Is a tomato a tom-ah-toe? Growing concerns by organic soil farmers and consumers have shed more light on the agriculture industry’s methods of growing organic produce as the market has seen a proliferation of hydroponically grown organics over the years. The question of the authenticity that hydro-organic farming brings to the table has led a soil grown movement, which has conceived the idea to add a specific label to let consumers know whether the food was grown in organically in soil or not.
Soil vs Hydroponic Grown
What’s the difference? Hydroponic produce tends to produce big, watery fruit, that lacks the nutrients found in soil grown, and some hydro farms take advantage of artificial light to bypass the need for the sunny side of the hill. Critics site that nothing can take the place of rich, black, worm wriggling organic soil that produces high brix plants, favored by animals and health savvy consumers alike.
High Brix Produce Tastes Better
There are many advantages to high brix produce. It’s resistant to disease, insects, and rot, which means longer shelf life and more beautiful looking produce. Also, high brix means more flavor. A sweeter, riper produce will have a higher mineral density, so more flavor means more preference to be eaten over foods grown with higher water content and less flavor.

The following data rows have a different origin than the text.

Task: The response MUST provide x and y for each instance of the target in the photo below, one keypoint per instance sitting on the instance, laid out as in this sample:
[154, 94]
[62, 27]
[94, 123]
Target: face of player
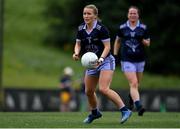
[133, 15]
[89, 15]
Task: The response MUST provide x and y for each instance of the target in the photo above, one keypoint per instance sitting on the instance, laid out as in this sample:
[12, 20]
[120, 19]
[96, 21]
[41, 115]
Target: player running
[93, 36]
[132, 37]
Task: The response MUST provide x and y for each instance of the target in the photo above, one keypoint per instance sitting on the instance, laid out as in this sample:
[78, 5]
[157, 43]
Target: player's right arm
[116, 46]
[77, 49]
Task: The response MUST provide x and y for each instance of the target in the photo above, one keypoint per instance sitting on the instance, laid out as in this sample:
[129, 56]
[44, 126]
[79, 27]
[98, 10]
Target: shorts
[108, 64]
[132, 66]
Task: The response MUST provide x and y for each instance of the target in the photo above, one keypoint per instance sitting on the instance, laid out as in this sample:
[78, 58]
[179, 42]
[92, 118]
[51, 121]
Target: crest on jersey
[132, 34]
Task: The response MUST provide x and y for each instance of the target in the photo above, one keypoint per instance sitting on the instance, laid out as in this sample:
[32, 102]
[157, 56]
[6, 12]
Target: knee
[103, 90]
[89, 92]
[134, 84]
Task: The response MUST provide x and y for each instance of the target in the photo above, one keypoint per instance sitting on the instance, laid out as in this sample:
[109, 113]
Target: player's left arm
[146, 38]
[146, 42]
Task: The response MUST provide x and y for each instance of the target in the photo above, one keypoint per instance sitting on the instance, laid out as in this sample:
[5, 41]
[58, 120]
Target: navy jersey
[132, 48]
[93, 41]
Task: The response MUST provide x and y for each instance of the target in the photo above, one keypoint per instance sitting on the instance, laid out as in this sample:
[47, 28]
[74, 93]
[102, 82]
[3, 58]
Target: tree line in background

Not pac man and ms. pac man, but what’s been called a ‘rebellious’ group of farmers from around the US who gathered in Vermont recently to help create a new standard for additional organic certification. Under the current USDA program, organic simply means your produce has been grown without synthetic substances. and without synthetically engineered methods. The new certification process would require an inspector to certify the soil grown organic farm to be compliant.
This new system will roll out to an estimated 50 farms across the country in the summer of 2018, with a good possibility of more farms jumping on ship quickly. The concept, to separate their crops from what some consider a cheaper method of farming that could put the soil grown organic produce in a pickle, considering the higher sales prices that can’t always compete with the hydro grown efficiency.
The hydro farming industry has argued on the other side that this label might provide an unfair advantage and that it might be misleading to consumers. In either case, the new labels project will move ahead, and the organic food markets will have the option to purchase whatever version of organic produce makes the most sense.